Versöhnung während des Abschiednehmens

Angeregt durch eine gute Freundin, die sich in derselben Situation befindet, entschied sich Silvia Schneider, ihre eigenen Erlebnisse in einem Buch zusammenzufassen. Die heute 53-Jährige ist im Bünderland aufgewachsen, lebt jedoch seit längerem in Stettlen. Als es ihrer Mutter aufgrund der Demenzerkrankung immer schlechter ging, reiste sie alle zwei Wochen zu ihren Eltern nach Chur. Und blieb schliesslich ganz, bis ihre Mutter im Dezember 2014 verstarb. «Da ich gerne schreibe, habe ich in dieser Zeit Tagebuch geführt. Ich musste die Emotionen irgendwie verarbeiten», erinnert sich Schneider.

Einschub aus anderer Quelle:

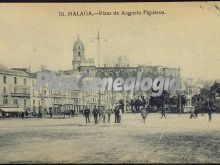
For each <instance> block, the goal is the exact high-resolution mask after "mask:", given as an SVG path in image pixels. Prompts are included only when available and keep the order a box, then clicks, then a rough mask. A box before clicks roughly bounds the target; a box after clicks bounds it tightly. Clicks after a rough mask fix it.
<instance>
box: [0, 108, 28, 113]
mask: <svg viewBox="0 0 220 165" xmlns="http://www.w3.org/2000/svg"><path fill="white" fill-rule="evenodd" d="M0 110H2V111H4V112H24V109H23V108H0Z"/></svg>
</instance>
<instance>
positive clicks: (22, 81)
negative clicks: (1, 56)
mask: <svg viewBox="0 0 220 165" xmlns="http://www.w3.org/2000/svg"><path fill="white" fill-rule="evenodd" d="M0 107H1V108H9V107H14V108H21V109H24V110H30V81H29V75H28V74H27V73H26V72H25V71H24V70H22V69H20V70H19V69H7V68H6V67H4V66H3V65H1V66H0Z"/></svg>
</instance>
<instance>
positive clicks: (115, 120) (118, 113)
mask: <svg viewBox="0 0 220 165" xmlns="http://www.w3.org/2000/svg"><path fill="white" fill-rule="evenodd" d="M114 113H115V123H118V115H119V108H118V106H117V105H116V106H115V109H114Z"/></svg>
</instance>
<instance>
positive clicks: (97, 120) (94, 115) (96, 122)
mask: <svg viewBox="0 0 220 165" xmlns="http://www.w3.org/2000/svg"><path fill="white" fill-rule="evenodd" d="M98 115H99V111H98V109H97V108H96V106H94V109H93V116H94V121H95V124H98Z"/></svg>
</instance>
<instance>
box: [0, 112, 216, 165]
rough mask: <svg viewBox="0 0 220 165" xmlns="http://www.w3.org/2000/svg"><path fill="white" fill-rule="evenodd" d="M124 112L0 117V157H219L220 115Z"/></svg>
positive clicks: (38, 159) (123, 161)
mask: <svg viewBox="0 0 220 165" xmlns="http://www.w3.org/2000/svg"><path fill="white" fill-rule="evenodd" d="M167 116H168V118H167V119H160V114H159V113H156V114H149V116H148V118H147V120H146V123H145V124H143V123H142V122H141V115H140V114H123V116H122V124H114V123H113V120H114V115H112V119H111V120H112V123H111V124H103V123H100V124H98V125H95V124H94V123H93V118H92V123H90V124H88V125H86V124H85V120H84V118H83V117H72V118H65V119H57V118H54V119H49V118H43V119H24V120H22V119H6V120H2V119H1V120H0V163H220V115H219V114H213V119H212V122H208V116H207V114H205V115H204V116H201V115H199V116H198V118H197V119H189V114H182V115H181V116H179V115H177V114H167Z"/></svg>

Bereits vor ihrer Demenzerkrankung habe ihre Mutter an Depressionen gelitten. Die eigene Kindheit sei dadurch nicht immer einfach gewesen. «Meinen Frieden habe ich beim Reisen und als dreifache Mutter gefunden», sagt sie und fügt dankbar an: «Während des Abschiednehmens haben wir uns versöhnt.»

Sprache als Ventil

Dass Silvia Schneider die Sprache wählte, um mit dem Erlebten umzugehen und anderen Betroffenen Mut zu machen, scheint kein Zufall zu sein. Bereits als Kind wollte sie Schriftstellerin werden. Ermuntert durch Schwester Ingrid Grave - die durch die «Sternstunde Philosophie» später schweizweit bekannt wurde – beschloss sie als 13-Jährige ein Buch zu schreiben. «Eine krasse Liebesgeschichte mit Todesfällen am Anfang und Ende des Buches», blickt sie mit einem sympathischen, etwas verlegenen Lächeln auf die Zeit als junge Klosterschülerin zurück.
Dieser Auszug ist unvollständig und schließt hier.